Parmaklarını telefon ekranında gezdirip telefonu hoperlöre aldı. Sanki Erdem Yarbay telefonun başında bekliyormuş gibi telefonu ilk çalışta açtı ve kızgın bir şekilde konuştu. "Araf bana o delilerin sizin yanınızda olduğunu söyle." Alt dudağımı ısırıp bizimkilere baktım. Hepsi tedirgin bir şekilde Araf'ın elindeki telefona bakıyordu.
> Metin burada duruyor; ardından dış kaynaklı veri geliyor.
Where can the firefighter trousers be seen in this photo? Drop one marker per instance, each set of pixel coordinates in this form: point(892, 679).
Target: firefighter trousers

Maya bir anlığına başını bilgisayardan kaldırıp onlara baktı ve kıkırdadı, sanırım kaçarken oldukça cesurlardı ama şimdi bu şekilde tedirgin olmaları komiğine gitmişti.
"Lan suçu Meriç'in üstüne mi atsak?" Soner'in sorusuyla Meriç ona ters ters baktı ve konuştu.
"Her şeyi de bana yükleyin zaten amına koyayım! Benim bir suçum yokken bütün suçu bana yüklerseniz ecdadınızı sikerim sizin!" Onun küfür etmesiyle Araf sinirle ona baktı ama o görmedi. Sanırım benim yanımda küfür etmesine sinirlenmişti.
"Buradalar komutanım." dedi Araf bizimkilere bakarak. "Hırsız gibi eve girmişlerdi, şimdi de karşımda süt dökmüş kedi gibi oturuyorlar."
"Ne bok yemek için erkenden oraya gelmiş o deliler? İki gün daha sabredememişler mi?" Erdem Yarbay sordu ama Araf'ın cevap vermesini beklemeden tekrardan konuştu. "Dur sen, telefonu Meriç'e ver. Yalan söylemeden anlatır bana." Biz gülerken Maya olayı anlamadığı için başını kaldırıp baktı. Doğru, o Meriç'in yalan söyleyemediğini bilmiyordu.
"Ulan şu huyum yüzünden hep arada ben kalıyorum ya!" Meriç söylenirken Araf keyifli bir şekilde konuştu.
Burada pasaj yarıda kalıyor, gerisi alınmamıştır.